1) The outlier score for any genome segment can be defined based solely on its first k nearest-neighbor distances. More specifically, the average value of these distances is regarded as the outlier score of the genome segment, which is not only easy to extend to other data types but also boosts the power of detection CNVs, especially the local CNVs that are likely to be masked by their surrounding regions.

2) This paper leverages the VBGMM to convert the outlier scores for all genome segments into a series of binary labels that can indicate which genome segments are CNVs. The VBGMM can approximate the posterior distribution of these scores, so it can also be considered as a soft clustering method, and these binary labels are obtained without a pre-specified threshold.

Materials and Methods

Overview of KNNCNV

The workflow of the KNNCNV method is shown in Figure 1, which consists mainly of three steps. In the first step, a sequenced sample and a reference genome are taken as the input data.

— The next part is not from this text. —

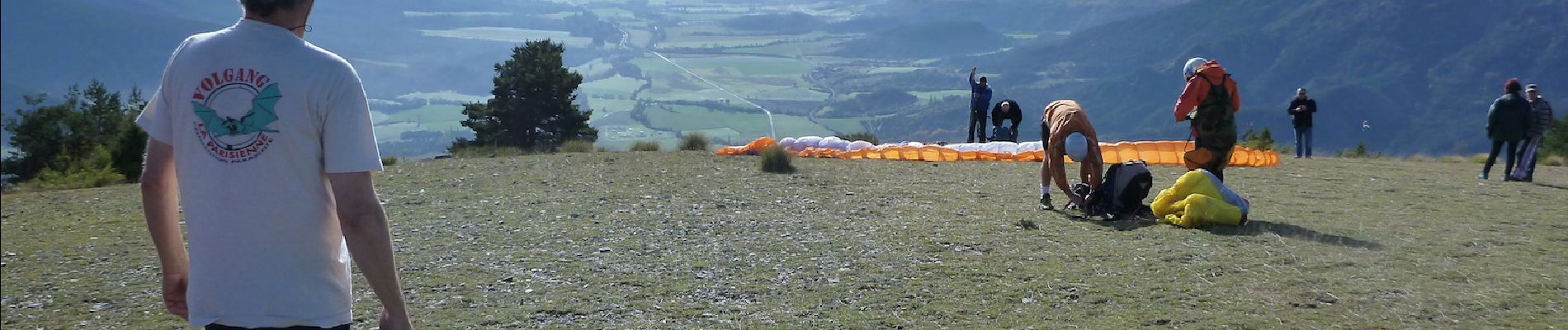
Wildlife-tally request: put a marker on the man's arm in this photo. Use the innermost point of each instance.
(364, 224)
(1191, 97)
(160, 204)
(972, 83)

The second step is preprocessing, including the read alignment, read count (RC) preprocessing, and read depth (RD) profile generation and segmentation. In the third step, the outlier score for each genome segment is calculated by the k-nearest neighbor (KNN) (Ramaswamy et al., 2000; Angiulli and Pizzuti, 2002), and these scores are converted into binary labels via the VBGMM (Corduneanu and Bishop, 2001; Tzikas et al., 2008). In addition, the KNNCNV is implemented in Python and R language, which is freely available at https://github.com/BDanalysis/KNNCNV.

FIGURE 1
www.frontiersin.org

FIGURE 1. Workflow of the KNNCNV method.

Preprocessing

After obtaining a sequenced sample (i.e., a Fastq file) and a reference genome (i.e., a Fasta file), the sequenced sample is aligned to the reference genome with the BWA algorithm (Li and Durbin, 2010). Then the alignment result is extracted by the SAMtools software (Li et al., 2009), and the RC profile, which is SAM or BAM format, is obtained. The preprocessing of the RC profile includes the preprocessing of the reference genome, generating the genome bins, and correcting the GC-bias. The reference genome has some problems with missing positions and ‘N’ positions. In this paper, the missing positions are filled with zeros, and the ‘N’ positions are removed. As for generating the genome bins, the RC profile is partitioned into continuous and disjoint genome bins with the same length Lb (i.e., the bin size Lb equals 1,000 bp). The average RC value for each genome bin is regarded as its RD value, and simultaneously the fraction of GC-content can be obtained. In terms of the GC-bias, it is corrected by the prior work (Yuan et al., 2021a). Owing to the correlations between adjacent bins (Yuan et al., 2018; Yuan et al., 2021a), segment-based units have some advantages over bin-based ones in both computational cost and reliable results. Therefore, the whole genome is divided into continuous and non-overlapping regions with the same length Lr (i.e., the region size Lr is equal to 50,000 bp), and then each region is segmented by the circular binary segmentation (CBS) algorithm (Venkatraman and Olshen, 2007). Thus, a family of genome segments that are different in size are generated in each region, and the number of genome segments relies on the fluctuation of the RD values. Let the number of all genome segments generated by all regions be N, hence all genome segments are denoted as R=[r1,r2,,rN]TRN×1, where ri represents average RD values for all genome bins in the ith genome segment, and []T is a transposed matrix.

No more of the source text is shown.